The 2005 election saw incumbent Vicki Huntington as the only official independent elected, but gone were the days of opposing full slates by the 2008 race.
The likes of TriDelta, Delta First, as well as others before them such as the NPA and IDEA were a thing of the past.
In 2008, most seeking council seats or the mayor's job were officially listed as independents.
The exception, in a way, was then Mayor Lois Jackson, who had bolted from TriDelta to run with incumbent councillors Robert Campbell and Scott Hamilton on a ticket called the Delta Independent Voters Association (DIVA). Even though DIVA was officially an electoral organization, the group of three also referred to itself as independents.
It was the only group to have its name on the election ballot for council.
While he was also an independent by 2008, incumbent council member George Hawksworth campaigned with two other independents - former councillor Bruce McDonald, who was attempting to make a comeback after having run for the mayor’s seat the previous election, and school board candidate Laura Dixon.

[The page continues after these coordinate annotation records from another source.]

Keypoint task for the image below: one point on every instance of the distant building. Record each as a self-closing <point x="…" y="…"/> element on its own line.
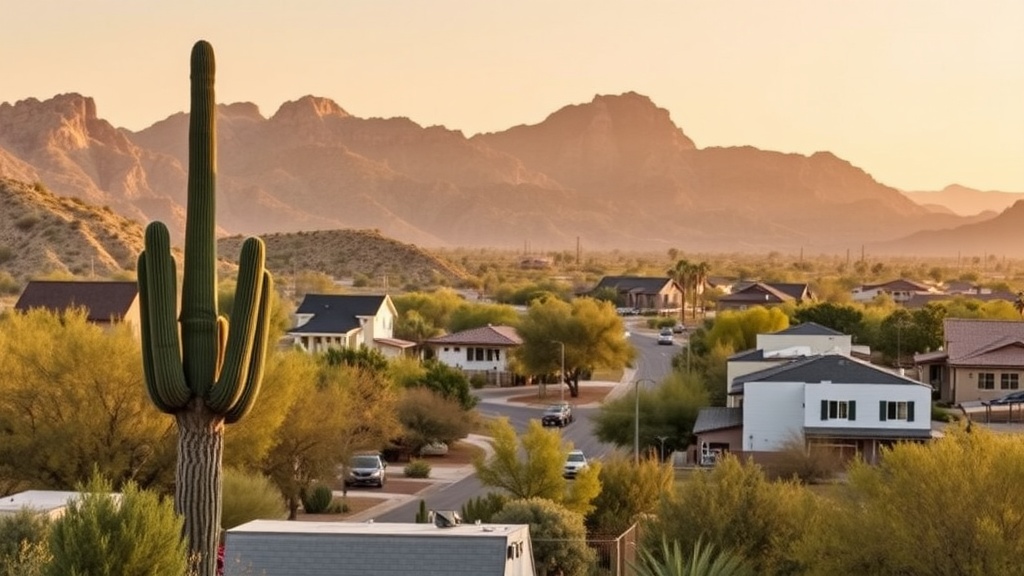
<point x="105" y="302"/>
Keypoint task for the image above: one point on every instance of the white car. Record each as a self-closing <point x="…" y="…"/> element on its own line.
<point x="574" y="462"/>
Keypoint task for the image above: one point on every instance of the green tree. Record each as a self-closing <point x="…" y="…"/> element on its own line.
<point x="88" y="383"/>
<point x="669" y="410"/>
<point x="135" y="534"/>
<point x="480" y="315"/>
<point x="557" y="536"/>
<point x="536" y="470"/>
<point x="704" y="561"/>
<point x="949" y="506"/>
<point x="845" y="319"/>
<point x="629" y="492"/>
<point x="591" y="332"/>
<point x="736" y="507"/>
<point x="250" y="496"/>
<point x="427" y="416"/>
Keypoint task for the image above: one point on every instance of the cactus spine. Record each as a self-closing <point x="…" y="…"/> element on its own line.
<point x="199" y="368"/>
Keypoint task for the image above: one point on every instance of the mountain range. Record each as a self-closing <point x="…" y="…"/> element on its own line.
<point x="614" y="172"/>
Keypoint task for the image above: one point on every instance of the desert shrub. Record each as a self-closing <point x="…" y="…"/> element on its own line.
<point x="23" y="543"/>
<point x="317" y="499"/>
<point x="248" y="497"/>
<point x="483" y="507"/>
<point x="417" y="468"/>
<point x="27" y="221"/>
<point x="807" y="464"/>
<point x="100" y="535"/>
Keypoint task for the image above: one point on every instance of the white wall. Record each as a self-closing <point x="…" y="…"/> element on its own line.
<point x="773" y="413"/>
<point x="867" y="398"/>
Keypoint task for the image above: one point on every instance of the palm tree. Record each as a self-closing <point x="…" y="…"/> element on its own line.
<point x="702" y="562"/>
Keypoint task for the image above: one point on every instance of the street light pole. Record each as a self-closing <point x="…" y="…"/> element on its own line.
<point x="561" y="375"/>
<point x="636" y="419"/>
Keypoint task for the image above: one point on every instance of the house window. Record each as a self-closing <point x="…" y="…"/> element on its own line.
<point x="839" y="410"/>
<point x="895" y="411"/>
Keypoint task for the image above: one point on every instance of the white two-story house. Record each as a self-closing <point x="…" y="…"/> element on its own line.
<point x="345" y="321"/>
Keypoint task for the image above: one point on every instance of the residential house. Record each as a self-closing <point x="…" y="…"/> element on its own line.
<point x="659" y="294"/>
<point x="900" y="290"/>
<point x="105" y="302"/>
<point x="382" y="548"/>
<point x="980" y="360"/>
<point x="345" y="321"/>
<point x="482" y="351"/>
<point x="803" y="384"/>
<point x="764" y="294"/>
<point x="779" y="347"/>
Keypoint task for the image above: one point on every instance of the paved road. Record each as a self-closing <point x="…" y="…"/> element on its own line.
<point x="652" y="364"/>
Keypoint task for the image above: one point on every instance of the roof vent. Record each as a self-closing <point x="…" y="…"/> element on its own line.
<point x="446" y="519"/>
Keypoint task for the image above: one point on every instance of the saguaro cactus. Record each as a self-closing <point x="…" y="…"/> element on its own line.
<point x="199" y="368"/>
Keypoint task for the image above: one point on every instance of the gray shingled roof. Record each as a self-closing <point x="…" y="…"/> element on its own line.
<point x="486" y="335"/>
<point x="984" y="342"/>
<point x="810" y="329"/>
<point x="642" y="284"/>
<point x="103" y="300"/>
<point x="336" y="314"/>
<point x="834" y="368"/>
<point x="717" y="418"/>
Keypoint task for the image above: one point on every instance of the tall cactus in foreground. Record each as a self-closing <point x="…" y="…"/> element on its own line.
<point x="212" y="375"/>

Their coalition didn’t have a name as Hawksworth, who passed away a couple of years later, told the Optimist at the time that the days of slates where everyone had to be on the same page, all the time, on issues had finally ended.

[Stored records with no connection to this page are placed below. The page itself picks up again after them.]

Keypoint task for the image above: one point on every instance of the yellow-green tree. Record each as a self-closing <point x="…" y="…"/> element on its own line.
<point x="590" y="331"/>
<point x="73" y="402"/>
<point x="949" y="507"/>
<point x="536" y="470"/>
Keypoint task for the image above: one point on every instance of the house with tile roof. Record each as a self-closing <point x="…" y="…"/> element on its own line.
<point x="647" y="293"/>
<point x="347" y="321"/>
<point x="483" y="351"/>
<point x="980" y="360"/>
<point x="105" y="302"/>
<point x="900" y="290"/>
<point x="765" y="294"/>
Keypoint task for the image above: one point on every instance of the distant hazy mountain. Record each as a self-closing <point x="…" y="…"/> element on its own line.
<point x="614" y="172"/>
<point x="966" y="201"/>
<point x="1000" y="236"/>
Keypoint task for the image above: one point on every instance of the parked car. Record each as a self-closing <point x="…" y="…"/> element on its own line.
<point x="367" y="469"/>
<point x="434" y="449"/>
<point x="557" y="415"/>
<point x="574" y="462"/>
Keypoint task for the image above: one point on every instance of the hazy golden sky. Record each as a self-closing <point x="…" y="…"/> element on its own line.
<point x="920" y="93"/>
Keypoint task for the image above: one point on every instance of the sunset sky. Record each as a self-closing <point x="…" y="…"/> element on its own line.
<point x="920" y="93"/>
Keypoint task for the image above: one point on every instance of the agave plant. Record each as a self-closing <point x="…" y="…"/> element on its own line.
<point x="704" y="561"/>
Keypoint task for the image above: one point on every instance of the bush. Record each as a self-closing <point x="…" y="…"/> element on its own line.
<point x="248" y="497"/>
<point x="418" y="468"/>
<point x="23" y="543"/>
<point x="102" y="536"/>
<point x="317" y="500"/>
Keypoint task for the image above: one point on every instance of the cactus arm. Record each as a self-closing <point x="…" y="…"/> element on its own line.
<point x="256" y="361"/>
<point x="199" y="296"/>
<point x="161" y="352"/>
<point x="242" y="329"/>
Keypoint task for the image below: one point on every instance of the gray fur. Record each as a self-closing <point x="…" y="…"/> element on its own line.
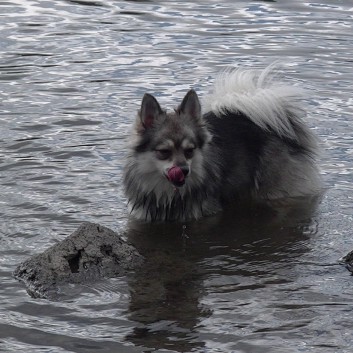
<point x="231" y="157"/>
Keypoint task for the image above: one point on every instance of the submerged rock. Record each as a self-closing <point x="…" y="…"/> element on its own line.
<point x="90" y="253"/>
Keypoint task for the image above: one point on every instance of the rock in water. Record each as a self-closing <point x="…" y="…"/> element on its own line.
<point x="90" y="253"/>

He said his group was running together for practical reasons including campaigns being expensive and difficult on one’s own. He also noted that while his group was generally in agreement on many issues, they also had respectful differences on others.
“I think a lot of these issues are common sense issues and non-political. A sewer pipe is non-political and either you put it in the ground or you don't,” he said.

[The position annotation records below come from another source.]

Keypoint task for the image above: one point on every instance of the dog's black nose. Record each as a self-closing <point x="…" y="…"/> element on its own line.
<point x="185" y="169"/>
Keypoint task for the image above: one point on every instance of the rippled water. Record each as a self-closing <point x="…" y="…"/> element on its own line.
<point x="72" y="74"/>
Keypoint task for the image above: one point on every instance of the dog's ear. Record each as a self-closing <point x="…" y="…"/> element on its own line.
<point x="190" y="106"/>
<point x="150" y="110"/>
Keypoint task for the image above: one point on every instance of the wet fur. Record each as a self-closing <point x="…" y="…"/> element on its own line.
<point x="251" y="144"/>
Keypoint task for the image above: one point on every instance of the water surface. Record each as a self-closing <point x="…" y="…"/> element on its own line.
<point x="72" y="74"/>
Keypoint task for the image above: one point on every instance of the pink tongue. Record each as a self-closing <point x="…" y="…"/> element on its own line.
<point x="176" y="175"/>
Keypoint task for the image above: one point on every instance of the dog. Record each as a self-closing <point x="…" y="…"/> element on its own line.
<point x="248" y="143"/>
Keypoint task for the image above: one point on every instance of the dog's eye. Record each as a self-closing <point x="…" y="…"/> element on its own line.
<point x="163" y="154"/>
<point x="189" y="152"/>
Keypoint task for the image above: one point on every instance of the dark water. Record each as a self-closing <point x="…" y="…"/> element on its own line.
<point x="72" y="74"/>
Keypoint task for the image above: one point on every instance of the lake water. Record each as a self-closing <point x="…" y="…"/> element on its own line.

In total, eight of the 10 council contestants in 2008 weren’t on a slate, while four of the five mayoralty candidates were not on one. That election would result in the entire council being made up of “independents.”
Later elections also saw other “like-minded” independents running together including the 2014 race, which that saw several candidates, who were trying to get on council for the first time, join forces but none were elected.
By the 2018 election, things were changing once more as slates made a big comeback.
Incumbents McDonald and Jeannie Kanakos ran with school board incumbents Dixon and Nick Kanakos on the Independents Working for You slate, led by mayoralty candidate Jim Cessford. Also on that ticket were newcomers Sandeep Pandher and Garry Shearer as well as newcomer school board candidate Joe Muego. Only McDonald, Jeannie and Nick Kanakos and Dixon were elected.
Council member Sylvia Bishop also ran for mayor in 2018 under her Team Delta banner, which included councillor Robert Campbell and newcomers Joan Hansen, Kim Kendall and Simran Walia. None were elected.
The most successful new slate that year was mayoralty candidate George Harvie’s Achieving for Delta ticket which included Dan Copeland, Param Grewal, Alicia Guichon, Dylan Kruger and Cal Traversy, as well as school board candidates Jessie Dosanjh, Erica Beard and Daniel Boisvert. Only Grewal and Traversy weren’t elected.
For the most part, but not always, the Achieving for Delta members on council voted the same.
One example of the slate not voting in unison was when Jackson, Copeland and Guichon helped defeat a high-rise application at 75A Avenue and Scott Road by voting in opposition.
Harvie last week announced his re-election with a full slate of six candidates for Delta council and seven for school board, the first slate to come out of the gate for the Oct. 15 municipal election.
The well-oiled Achieving for Delta campaign includes Boisvert and Dosanjh making the switch from school board to council. School board chair Val Windsor, who previously ran as an independent, joins Harvie’s slate as a school board candidate with Muego among those joining her.